I'm now less hip than the NEA

I wrote earlier on my ignorance when it comes to gaming. Now even the National Endowment for the Arts is onto the gaming trend. New World Notes reports:
the National Endowment of the Arts, the US government body that awards grants to arts institutions and individual artists, have just expanded the categories of art it considers to include "media platforms such as... digital games", along with other Internet-driven mediums. As one of the country's most prominent arts organizations (taxpayer-funded, no less), this represents a huge milestone in the mainstream acknowledgement of games and other interactive media as art.
I do question the last line, however, as I doubt many see the NEA as opinion-makers or trendsetters. We often overestimate the role of top-down mechanisms in shaping art culture.

Thursday, May 5, 2011

Ingredients for a Very Long Free Lunch

Open Culture reports that
Mosfilm has just made 50 Russian classics (including Tarkovsky’s Mirror, Solaris, and Andrei Rublev) available on YouTube in high definition... Mosfilm has pledged to release five more films each week, all in HD with English subtitles, eventually bringing the total for the year to 200.
Tarkovsky's Mirror is a personal favorite, Solaris is an influential sci-fi classic. More films can be found at Mosfilm's YouTube channel. The site is in Russian, but Google will translate it for you.

Where the Imagination Takes Us

Sometimes we'd prefer the creative thoughts not come at all. Since having my car stolen, I've been imagining countless possible stories for the car's whereabouts. My mind wanders a bit like an Italo Calvino novel.
A chop shop is most likely, but lacks the drama we demand. Since I'd been writing on Philip Roth, I immediately thought of a vivid scene from American Pastoral on stolen cars in Newark ("the worst city in the world").

Wednesday, May 4, 2011

Archaeology Meets Ancient Texts and Greek Myths

National Geographic reports: 
Marks on a clay tablet fragment found in Greece are the oldest known decipherable text in Europe, a new study says.
the tablet was created by a Greek-speaking Mycenaean scribe between 1450 and 1350 B.C.

My Own Little Postage Stamp of Native Soil

The title comes from a William Faulkner quote, referenced in David Ulin's LA Times article, which discusses Ulin's recent visit to Faulkner's hometown of Oxford, Mississippi. Though Faulkner's books are known for being dense and challenging, his interviews are often clear and quotable. (I've used them before as a jumping point for discussions.) The quote from which I pulled the title reads:
I discovered that my own little postage stamp of native soil was worth writing about and that I would never live long enough to exhaust it.

Tuesday, May 3, 2011

I don't miss the smell of paper books, but...

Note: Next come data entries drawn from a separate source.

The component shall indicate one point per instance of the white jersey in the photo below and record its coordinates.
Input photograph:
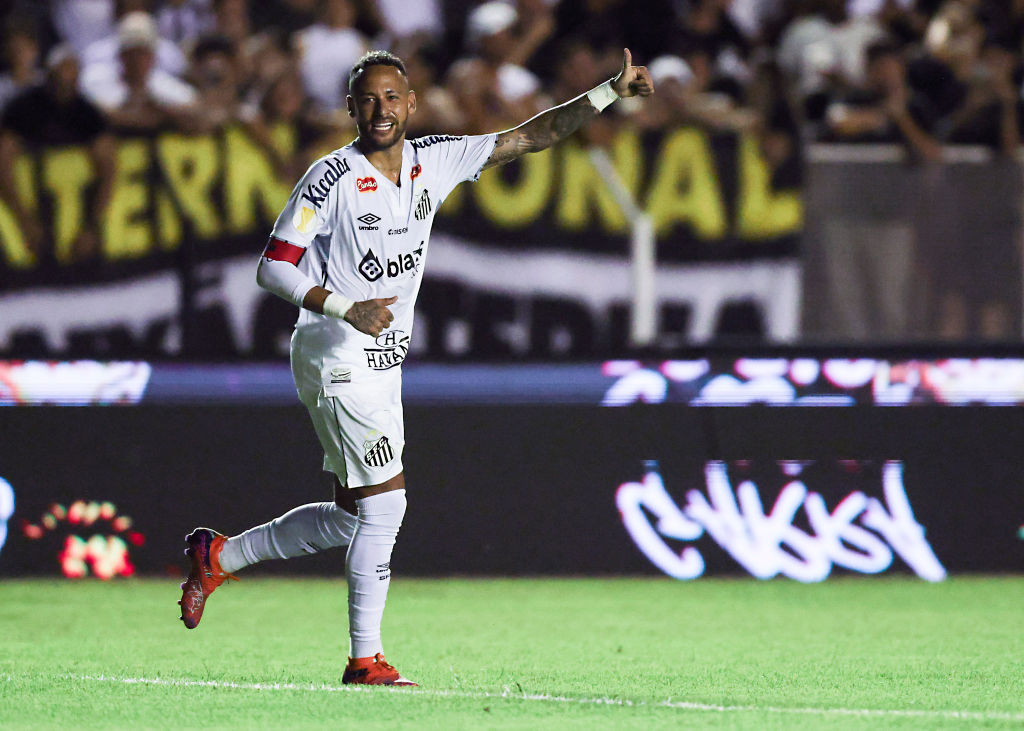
(366, 238)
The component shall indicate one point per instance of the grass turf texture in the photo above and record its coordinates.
(491, 653)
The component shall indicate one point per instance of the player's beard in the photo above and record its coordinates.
(373, 141)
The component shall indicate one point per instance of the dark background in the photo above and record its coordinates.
(504, 489)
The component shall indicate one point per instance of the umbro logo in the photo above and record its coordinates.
(368, 220)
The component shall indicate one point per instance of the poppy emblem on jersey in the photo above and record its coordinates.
(423, 206)
(303, 217)
(379, 452)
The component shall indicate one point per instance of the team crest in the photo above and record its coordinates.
(377, 449)
(423, 206)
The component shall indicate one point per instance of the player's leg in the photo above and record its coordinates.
(301, 531)
(368, 570)
(372, 430)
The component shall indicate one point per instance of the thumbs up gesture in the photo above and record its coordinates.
(632, 80)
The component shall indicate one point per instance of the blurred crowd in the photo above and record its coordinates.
(922, 73)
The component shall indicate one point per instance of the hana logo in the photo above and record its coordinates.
(6, 508)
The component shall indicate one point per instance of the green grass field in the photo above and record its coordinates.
(521, 653)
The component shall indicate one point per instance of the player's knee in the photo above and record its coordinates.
(382, 512)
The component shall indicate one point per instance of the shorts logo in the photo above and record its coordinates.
(392, 347)
(423, 206)
(340, 374)
(371, 267)
(368, 220)
(377, 453)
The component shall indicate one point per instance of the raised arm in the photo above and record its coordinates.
(559, 122)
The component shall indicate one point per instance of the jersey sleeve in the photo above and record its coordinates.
(306, 214)
(457, 159)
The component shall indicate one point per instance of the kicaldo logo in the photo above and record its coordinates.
(102, 547)
(860, 533)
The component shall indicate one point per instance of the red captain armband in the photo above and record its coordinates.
(283, 251)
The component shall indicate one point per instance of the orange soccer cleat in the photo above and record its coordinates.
(373, 671)
(205, 575)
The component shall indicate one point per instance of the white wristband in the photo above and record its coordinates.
(601, 96)
(337, 306)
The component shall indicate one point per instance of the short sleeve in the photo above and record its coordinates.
(305, 215)
(456, 159)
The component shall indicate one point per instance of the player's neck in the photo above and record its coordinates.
(387, 161)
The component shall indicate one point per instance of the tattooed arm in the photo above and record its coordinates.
(559, 122)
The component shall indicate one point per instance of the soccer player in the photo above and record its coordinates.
(349, 250)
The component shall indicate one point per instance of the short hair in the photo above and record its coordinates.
(375, 58)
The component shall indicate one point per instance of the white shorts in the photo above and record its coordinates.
(357, 420)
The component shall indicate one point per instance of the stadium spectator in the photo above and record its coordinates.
(436, 110)
(990, 113)
(647, 28)
(20, 51)
(488, 89)
(139, 96)
(328, 49)
(184, 20)
(231, 18)
(215, 76)
(408, 26)
(81, 23)
(885, 109)
(709, 27)
(56, 114)
(101, 57)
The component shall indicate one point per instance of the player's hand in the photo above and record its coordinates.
(633, 80)
(371, 316)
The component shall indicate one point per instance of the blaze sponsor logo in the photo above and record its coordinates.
(402, 264)
(391, 348)
(303, 217)
(371, 267)
(377, 449)
(368, 220)
(316, 192)
(432, 139)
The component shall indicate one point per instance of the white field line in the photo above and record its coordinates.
(509, 694)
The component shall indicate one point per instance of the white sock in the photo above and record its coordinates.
(368, 567)
(304, 530)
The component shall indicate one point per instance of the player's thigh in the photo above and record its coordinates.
(363, 433)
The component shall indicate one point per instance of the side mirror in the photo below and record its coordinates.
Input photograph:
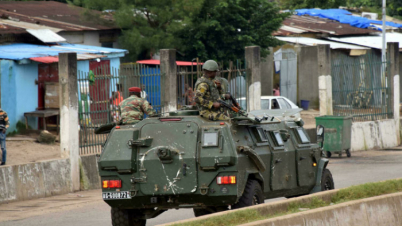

David Gaughran's analysis shows why e-book dominance is inevitable. I've accepted this, but I often use the blog to look backwards, so I wanted to point out one (personal) advantage of paper books.

When I'm frustrated or distracted because something like this happened, I often turn to books to turn my mind to more productive things than anger.

Yet, in these distracted moods, I've found it much harder to concentrate on a screen than to concentrate on a paperback with a pencil in my hand. Maybe the difference is the pencil (I'm one of those readers). Normally, I find it easier to concentrate on the Kindle, perhaps because of its light weight/portability.

Monday, May 2, 2011

Who ever heard that the devil was dead?

Doesn't the devil live for ever; who ever heard that the devil was dead? 
The President has announced that Osama bin Laden is dead. "Justice has been done." Unsurprisingly, I first heard the news on Twitter. Responses have poured out. Steve Abernathy wonders why novelists have yet to produce any "relevant work" grappling with 9/11. I offer no better than these "timid" novelists. As I'm prone to do, I'll react with citations, this time from Moby Dick. "This is my substitute for pistol and ball."

Sunday, May 1, 2011

And I thought April was the cruelest month

Woke up to find the car stolen. Perhaps I tempted the fates with all my praise of walking. I'll now wash away the sorrows with a little Springsteen.